Although the Agriculture Ministry declared that it was acting “according to the Basel Convention,” nothing is certain concerning the waste that would be exported, especially its destination. As-Safir reported Jan. 9 that it would be exported to Sierra Leone, but the African country denied this information soon after, creating a diplomatic incident with Lebanon, according to Abou Ghanem.
“We still don't know where the garbage is going,” he said, adding that “45-day-old and less waste will be sorted out locally. The French company Coral will do it in Beirut, but we still don’t know what to do about the older waste, including the waste that has been burnt. A French company and the British company Chinook will try to solve this issue.”
Chinook is the final company chosen by the Lebanese government after six international companies bid on the project, including the Dutch company Howa. Al-Monitor called both companies, but they refused to comment about the deal. Howa said it is not in the running.
On that matter, Abou Ghanem said, “We asked the companies to give a deposit of $2.5 million each, which the government would [keep] if they did not fulfill their part of the contract.

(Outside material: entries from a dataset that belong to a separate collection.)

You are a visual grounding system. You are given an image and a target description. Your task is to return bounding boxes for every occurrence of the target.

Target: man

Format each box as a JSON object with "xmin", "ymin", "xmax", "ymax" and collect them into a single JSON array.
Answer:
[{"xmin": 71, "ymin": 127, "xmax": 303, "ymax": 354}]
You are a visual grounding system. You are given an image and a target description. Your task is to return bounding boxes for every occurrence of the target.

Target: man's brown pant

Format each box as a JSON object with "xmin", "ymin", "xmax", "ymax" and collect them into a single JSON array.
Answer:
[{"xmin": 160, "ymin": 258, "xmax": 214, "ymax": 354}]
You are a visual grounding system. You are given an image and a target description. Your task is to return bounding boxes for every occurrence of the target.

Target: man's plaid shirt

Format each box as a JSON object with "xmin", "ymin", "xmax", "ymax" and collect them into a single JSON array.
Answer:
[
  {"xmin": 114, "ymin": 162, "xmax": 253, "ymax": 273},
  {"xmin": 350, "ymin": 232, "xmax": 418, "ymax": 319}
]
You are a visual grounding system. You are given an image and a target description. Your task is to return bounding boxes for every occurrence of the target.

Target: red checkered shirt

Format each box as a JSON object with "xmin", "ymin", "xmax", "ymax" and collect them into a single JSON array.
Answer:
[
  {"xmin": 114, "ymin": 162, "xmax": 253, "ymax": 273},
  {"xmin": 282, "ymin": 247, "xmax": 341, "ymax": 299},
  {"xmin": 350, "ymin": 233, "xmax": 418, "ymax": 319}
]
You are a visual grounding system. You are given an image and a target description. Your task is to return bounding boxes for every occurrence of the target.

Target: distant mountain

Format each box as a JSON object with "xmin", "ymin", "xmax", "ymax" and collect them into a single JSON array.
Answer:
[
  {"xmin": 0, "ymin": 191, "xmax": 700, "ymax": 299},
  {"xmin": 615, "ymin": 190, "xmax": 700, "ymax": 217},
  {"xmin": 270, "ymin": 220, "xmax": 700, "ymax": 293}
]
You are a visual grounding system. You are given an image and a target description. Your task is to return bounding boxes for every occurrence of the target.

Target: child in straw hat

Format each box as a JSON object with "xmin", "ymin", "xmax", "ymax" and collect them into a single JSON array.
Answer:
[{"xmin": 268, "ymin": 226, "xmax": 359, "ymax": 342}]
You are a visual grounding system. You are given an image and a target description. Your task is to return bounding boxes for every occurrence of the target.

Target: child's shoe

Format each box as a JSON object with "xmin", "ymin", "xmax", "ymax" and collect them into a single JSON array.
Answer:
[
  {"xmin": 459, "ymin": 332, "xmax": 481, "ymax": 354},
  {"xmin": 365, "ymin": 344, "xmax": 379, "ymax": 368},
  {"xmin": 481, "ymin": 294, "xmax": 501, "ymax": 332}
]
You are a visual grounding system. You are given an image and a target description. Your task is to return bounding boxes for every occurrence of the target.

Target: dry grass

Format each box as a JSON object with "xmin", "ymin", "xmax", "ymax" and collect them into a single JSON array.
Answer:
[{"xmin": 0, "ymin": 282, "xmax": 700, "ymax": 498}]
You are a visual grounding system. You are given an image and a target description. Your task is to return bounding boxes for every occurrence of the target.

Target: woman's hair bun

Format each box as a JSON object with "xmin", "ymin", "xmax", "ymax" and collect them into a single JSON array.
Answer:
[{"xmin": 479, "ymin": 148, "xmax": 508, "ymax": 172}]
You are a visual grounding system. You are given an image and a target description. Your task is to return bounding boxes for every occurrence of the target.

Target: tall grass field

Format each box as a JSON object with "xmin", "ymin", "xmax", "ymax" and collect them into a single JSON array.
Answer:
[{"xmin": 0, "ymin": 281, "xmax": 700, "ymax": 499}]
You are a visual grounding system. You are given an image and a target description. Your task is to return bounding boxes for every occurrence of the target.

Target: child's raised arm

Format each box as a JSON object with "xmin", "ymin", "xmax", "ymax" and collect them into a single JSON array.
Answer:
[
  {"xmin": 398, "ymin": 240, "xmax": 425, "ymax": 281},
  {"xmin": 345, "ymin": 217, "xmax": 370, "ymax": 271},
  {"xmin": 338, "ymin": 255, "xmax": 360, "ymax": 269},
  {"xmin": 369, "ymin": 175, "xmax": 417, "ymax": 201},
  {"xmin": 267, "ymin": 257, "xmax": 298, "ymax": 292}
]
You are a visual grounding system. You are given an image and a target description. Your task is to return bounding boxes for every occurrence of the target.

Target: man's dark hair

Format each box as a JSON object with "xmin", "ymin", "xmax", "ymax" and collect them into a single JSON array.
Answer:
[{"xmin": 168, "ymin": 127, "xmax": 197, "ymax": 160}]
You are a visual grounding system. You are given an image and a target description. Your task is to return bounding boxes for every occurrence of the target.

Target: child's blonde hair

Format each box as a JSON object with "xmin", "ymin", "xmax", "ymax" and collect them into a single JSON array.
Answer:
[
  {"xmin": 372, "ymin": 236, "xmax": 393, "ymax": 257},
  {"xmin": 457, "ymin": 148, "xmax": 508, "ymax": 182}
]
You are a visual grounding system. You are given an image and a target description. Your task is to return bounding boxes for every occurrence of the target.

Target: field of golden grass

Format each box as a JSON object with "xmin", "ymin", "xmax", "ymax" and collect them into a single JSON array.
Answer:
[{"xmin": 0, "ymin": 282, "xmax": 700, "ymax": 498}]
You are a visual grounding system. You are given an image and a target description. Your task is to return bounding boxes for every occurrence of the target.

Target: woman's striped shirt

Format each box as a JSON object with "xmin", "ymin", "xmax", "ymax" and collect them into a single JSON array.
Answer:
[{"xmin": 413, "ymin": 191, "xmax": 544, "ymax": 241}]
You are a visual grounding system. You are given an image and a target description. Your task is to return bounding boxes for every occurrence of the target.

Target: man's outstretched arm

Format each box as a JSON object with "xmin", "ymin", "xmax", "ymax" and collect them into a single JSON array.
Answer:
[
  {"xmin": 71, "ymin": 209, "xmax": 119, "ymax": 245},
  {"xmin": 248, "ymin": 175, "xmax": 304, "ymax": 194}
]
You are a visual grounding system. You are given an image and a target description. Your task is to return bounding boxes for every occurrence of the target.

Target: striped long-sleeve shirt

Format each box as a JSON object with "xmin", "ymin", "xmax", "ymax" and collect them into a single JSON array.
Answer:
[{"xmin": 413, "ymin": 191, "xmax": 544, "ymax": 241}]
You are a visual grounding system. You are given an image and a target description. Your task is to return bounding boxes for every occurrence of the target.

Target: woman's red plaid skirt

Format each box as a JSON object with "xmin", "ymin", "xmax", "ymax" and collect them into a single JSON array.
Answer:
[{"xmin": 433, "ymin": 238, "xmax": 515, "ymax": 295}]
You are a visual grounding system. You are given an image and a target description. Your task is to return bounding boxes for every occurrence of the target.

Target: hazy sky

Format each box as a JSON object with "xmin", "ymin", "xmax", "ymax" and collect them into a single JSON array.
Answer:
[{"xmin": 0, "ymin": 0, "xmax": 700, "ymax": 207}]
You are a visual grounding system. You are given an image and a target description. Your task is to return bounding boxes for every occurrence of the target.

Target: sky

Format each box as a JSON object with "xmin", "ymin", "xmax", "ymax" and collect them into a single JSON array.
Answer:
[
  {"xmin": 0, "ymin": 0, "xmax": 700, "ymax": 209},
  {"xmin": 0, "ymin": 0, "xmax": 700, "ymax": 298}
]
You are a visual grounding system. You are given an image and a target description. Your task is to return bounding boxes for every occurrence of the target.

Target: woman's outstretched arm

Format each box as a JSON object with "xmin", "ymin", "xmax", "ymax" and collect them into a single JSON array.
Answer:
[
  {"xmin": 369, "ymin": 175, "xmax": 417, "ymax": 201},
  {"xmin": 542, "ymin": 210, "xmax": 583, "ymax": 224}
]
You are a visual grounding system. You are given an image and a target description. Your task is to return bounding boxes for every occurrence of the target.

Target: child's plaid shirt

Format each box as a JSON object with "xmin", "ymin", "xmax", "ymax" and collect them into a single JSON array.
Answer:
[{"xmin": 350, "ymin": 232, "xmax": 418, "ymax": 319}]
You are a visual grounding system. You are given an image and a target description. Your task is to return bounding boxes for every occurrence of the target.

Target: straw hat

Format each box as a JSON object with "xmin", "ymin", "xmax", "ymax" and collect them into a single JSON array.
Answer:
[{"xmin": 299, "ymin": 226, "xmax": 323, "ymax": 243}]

Howa did not agree that the government would touch their deposit.” He went on, “Chinook agreed to pay $5 million and that this money would be [kept] by the government in case of violation of the contract.”
The contract between Chinook and the Lebanese government is still not signed after the agreement was delayed twice in January. According to a report published by Magazine Jan. 22, a falsification by Howa is the cause of this current blockage. The company, the report alleges, provided a fake document stating that Sierra Leone had agreed to accept Lebanese waste.
The Agriculture Ministry has not confirmed this aspect of the prospective deal so far, but the head of the Council for Development and Reconstruction, Nabil al-Jisr, confirmed Jan. 29 that Chinook had obtained Russia's agreement to accept Lebanon's trash, although no official comment was made from Russia.
But this 18-month solution would be a way for the government to push the municipalities to find their own solutions to treat their waste and reduce transportation costs. “Our goal is to have zero waste through better management of the issue,” Abou Ghanem said, adding, “We have to go through this crisis in order to start recycling … and use resources that could be obtained from the sorting of our garbage,” such as energy.
He declared that the Agriculture Ministry was already using organic waste to make compost, but that it had been sorted after being collected, leaving it contaminated and useless for this purpose. He is confident that within a few months, pure compost will be available for local farmers for free, if the deal is applied and sorting solutions are found.
Sebastian Castelier contributed to this article.